In her 1898 book Women and Economics, Charlotte Perkins Gilman reflected on a phenomenon that, in retrospect, seems obvious. Society structured housework in ways that made women entirely dependent on men. Gilman framed this an illogical pathology that held society back. Here is an excerpt from her prose:
“The labor which the wife performs in the household is given as part of her functional duty, not as employment. The wife of the poor man, who works hard in a small house, doing all the work for the family, or the wife of the rich man, who wisely and gracefully manages a large house and administers its functions, each is entitled to fair pay for services rendered.
To take this ground and hold it honestly, wives, as earners through domestic service, are entitled to the wages of cooks, housemaids, nursemaids, seamstresses, or housekeepers, and to no more. This would of course reduce the spending money of the wives of the rich, and put it out of the power of the poor man to “support” a wife at all, unless, indeed, the poor man faced the situation fully, paid his wife her wages as house servant, and then she and he combined their funds in the support of their children. He would be keeping a servant: she would be helping keep the family. But nowhere on earth would there be “a rich woman” by these means. Even the highest class of private housekeeper, useful as her services are, does not accumulate a fortune. She does not buy diamonds and sables and keep a carriage. Things like these are not earned by house service.

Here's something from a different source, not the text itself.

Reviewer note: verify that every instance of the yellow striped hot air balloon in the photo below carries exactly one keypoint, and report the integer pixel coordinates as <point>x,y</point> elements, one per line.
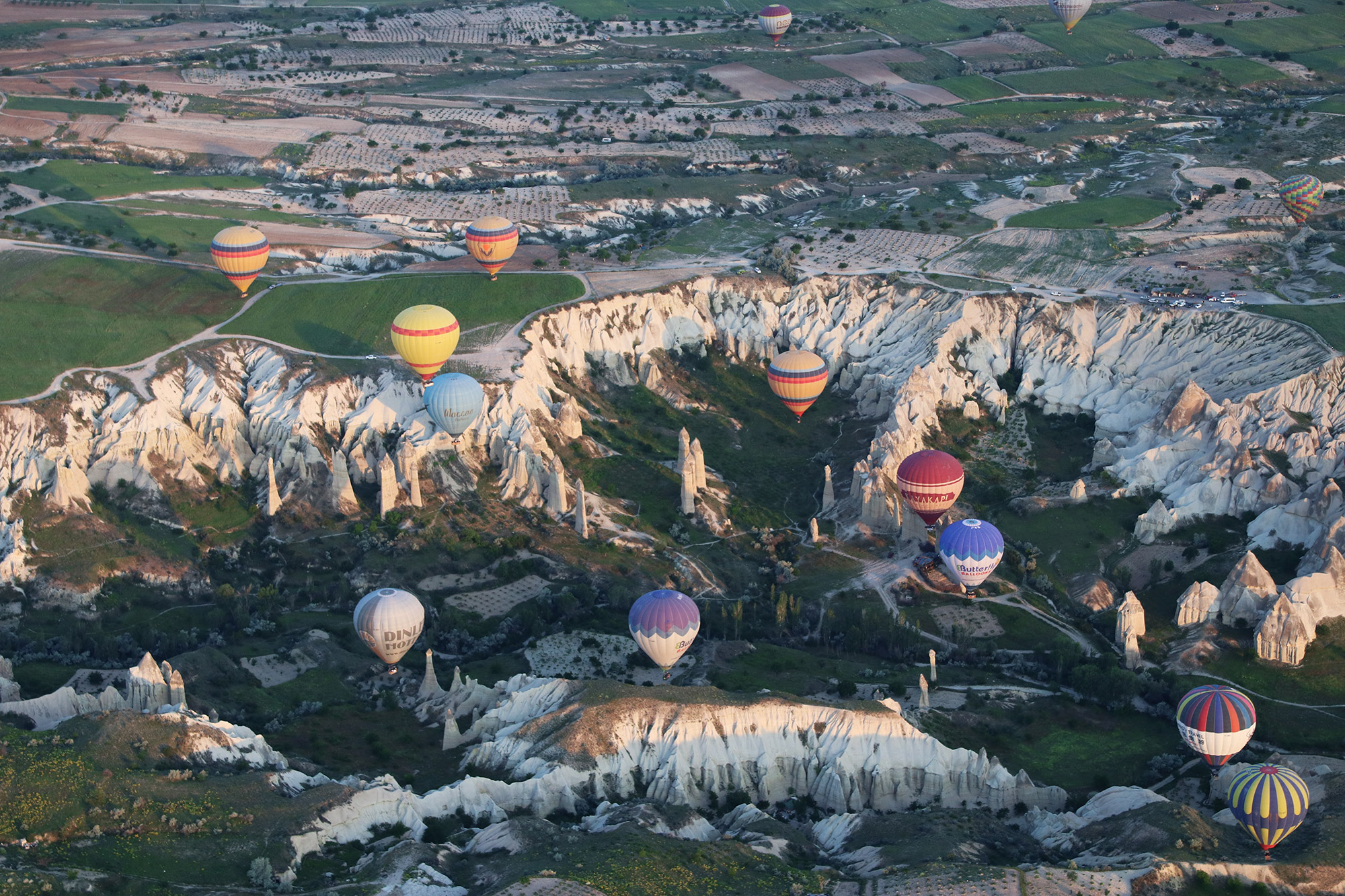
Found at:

But the salient fact in this discussion is that, whatever the economic value of the domestic industry of women is, they do not get it. The women who do the most work get the least money, and the women who have the most money do the least work. Their labor is neither given nor taken as a factor in economic exchange. It is held to be their duty as women to do this work; and their economic status bears no relation to their domestic labors, unless an inverse one. Moreover, if they were thus fairly paid,–given what they earned, and no more,–all women working in this way would be reduced to the economic status of the house servant. Few women–or men either–care to face this condition. The ground that women earn their living by domestic labor is instantly forsaken, and we are told that they obtain their livelihood as mothers. This is a peculiar position. We speak of it commonly enough, and often with deep feeling, but without due analysis.”